And she taught secondary school science in Texas and California.
Today, Sebastian calls Newman Lake home, and she’s doing her best to adjust to winters.
“My first winter here was kind of dark and I was working on the house, stripping wallpaper and doing all that, thinking, ‘What on earth am I going to do here?’ But then spring came and I was like, ‘Wow – this is beautiful – I can do this.’ ”
As she moved around the country, the foundation for her environmental activism was laid by the Audubon Society – which she discovered when she was about 14 – and later the Sierra Club.
“When I started with the Kootenai Environmental Alliance, it was about two weeks before the county decided to update its subdivision ordinance, which was out of compliance. I was the only one there with land-use experience.”

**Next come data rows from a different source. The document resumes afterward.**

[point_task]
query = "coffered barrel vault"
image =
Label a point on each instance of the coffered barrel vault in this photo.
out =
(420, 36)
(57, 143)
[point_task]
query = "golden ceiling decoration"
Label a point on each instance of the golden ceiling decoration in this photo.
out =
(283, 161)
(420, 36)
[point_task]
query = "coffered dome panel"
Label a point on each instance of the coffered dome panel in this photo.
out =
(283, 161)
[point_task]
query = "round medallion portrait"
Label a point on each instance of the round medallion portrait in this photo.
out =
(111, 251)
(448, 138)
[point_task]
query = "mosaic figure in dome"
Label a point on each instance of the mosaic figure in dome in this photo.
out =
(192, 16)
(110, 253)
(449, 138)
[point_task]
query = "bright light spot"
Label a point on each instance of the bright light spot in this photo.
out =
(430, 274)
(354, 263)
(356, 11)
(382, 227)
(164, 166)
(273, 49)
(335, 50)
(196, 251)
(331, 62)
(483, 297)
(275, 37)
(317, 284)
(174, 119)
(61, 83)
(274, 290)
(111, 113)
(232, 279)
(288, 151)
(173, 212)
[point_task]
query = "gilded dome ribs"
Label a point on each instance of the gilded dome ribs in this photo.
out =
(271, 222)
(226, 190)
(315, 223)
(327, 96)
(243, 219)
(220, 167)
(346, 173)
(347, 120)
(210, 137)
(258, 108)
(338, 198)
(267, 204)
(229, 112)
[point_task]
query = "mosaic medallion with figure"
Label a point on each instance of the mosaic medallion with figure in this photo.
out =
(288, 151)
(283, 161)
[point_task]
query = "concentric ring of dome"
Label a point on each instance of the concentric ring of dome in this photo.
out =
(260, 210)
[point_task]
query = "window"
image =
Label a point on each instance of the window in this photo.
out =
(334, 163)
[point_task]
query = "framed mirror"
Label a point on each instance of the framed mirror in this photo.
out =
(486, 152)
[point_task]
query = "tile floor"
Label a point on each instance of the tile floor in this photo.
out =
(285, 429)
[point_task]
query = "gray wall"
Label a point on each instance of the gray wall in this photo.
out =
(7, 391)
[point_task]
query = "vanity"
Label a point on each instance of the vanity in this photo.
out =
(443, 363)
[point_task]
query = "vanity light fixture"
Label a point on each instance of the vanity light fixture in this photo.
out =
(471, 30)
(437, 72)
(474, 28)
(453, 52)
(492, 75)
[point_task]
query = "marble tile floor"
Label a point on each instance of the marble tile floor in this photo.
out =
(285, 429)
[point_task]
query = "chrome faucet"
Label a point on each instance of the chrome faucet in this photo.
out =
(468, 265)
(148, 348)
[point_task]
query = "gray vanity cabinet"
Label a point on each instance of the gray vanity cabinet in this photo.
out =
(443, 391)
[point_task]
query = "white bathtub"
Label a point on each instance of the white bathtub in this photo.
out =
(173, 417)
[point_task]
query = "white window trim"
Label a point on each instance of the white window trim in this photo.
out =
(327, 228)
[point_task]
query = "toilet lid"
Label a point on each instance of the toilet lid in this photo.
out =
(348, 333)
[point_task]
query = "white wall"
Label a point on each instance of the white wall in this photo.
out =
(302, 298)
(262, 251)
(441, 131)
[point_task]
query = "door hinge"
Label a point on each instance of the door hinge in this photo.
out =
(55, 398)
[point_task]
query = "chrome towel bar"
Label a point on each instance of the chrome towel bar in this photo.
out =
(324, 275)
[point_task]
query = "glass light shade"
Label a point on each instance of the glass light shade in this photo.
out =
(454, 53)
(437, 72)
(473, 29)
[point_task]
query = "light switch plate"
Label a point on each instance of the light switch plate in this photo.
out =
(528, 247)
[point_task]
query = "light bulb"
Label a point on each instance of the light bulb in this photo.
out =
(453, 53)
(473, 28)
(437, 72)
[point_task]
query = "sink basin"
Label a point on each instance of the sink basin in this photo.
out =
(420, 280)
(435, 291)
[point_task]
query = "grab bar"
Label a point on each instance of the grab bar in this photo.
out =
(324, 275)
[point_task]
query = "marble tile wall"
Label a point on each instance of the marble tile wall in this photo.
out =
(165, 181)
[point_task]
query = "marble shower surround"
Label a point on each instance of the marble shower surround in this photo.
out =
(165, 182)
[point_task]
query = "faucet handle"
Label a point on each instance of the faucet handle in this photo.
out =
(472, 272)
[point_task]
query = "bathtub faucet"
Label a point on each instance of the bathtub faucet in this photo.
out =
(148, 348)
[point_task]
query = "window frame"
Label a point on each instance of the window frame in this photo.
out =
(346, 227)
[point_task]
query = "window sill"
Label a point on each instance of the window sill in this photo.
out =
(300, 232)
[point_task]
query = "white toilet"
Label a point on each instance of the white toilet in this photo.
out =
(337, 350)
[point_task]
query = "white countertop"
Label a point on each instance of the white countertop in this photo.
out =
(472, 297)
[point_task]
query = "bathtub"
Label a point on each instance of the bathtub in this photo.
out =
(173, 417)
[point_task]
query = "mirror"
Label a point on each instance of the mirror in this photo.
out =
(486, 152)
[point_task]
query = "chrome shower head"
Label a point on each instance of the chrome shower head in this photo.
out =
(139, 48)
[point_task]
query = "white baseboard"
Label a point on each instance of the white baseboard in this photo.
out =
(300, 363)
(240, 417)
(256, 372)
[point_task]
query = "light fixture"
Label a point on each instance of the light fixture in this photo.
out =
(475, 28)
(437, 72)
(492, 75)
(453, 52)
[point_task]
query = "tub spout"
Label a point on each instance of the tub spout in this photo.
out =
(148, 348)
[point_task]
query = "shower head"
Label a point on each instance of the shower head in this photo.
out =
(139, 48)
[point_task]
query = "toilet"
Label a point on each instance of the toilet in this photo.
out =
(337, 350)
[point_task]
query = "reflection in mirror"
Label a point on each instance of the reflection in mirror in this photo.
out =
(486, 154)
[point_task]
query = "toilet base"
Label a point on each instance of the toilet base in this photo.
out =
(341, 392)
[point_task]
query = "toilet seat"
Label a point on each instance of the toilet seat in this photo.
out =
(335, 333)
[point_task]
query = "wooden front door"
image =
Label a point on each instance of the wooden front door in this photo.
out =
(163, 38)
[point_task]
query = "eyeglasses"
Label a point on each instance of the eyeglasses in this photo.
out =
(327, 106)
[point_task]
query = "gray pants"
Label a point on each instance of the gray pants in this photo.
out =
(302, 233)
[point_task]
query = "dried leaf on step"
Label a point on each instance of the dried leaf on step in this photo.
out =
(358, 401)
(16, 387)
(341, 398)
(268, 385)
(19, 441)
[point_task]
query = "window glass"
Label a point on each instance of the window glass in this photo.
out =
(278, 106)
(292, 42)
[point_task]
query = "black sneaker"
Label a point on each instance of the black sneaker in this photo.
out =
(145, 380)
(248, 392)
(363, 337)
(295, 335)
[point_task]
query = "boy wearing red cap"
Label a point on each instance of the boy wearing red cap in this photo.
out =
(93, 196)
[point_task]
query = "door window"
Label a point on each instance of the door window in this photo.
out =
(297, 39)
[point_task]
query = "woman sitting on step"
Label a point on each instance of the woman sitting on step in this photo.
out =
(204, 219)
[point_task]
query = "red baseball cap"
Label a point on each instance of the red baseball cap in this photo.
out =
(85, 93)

The transplanted Californian was surprised by how land was regulated in Idaho compared to the crowded and totally developed counties of San Bernardino and Riverside.
“I found the land-use code vague. People just looked at me and said, ‘Well you are in Idaho now.’ ”
Instead of administrators and lawmakers just passing ordinances, Sebastian prefers to bring stakeholders together as rules are considered.
“I find that if you bring people together, you discover that they have more in common than apart from each other,” she said.
At Neighborhood Alliance, she’s looking forward to broadening the organization’s horizon to Kootenai County.
“We share resources like water – and we also share transportation issues,” Sebastian said. “The bigger picture should be shared by both counties.”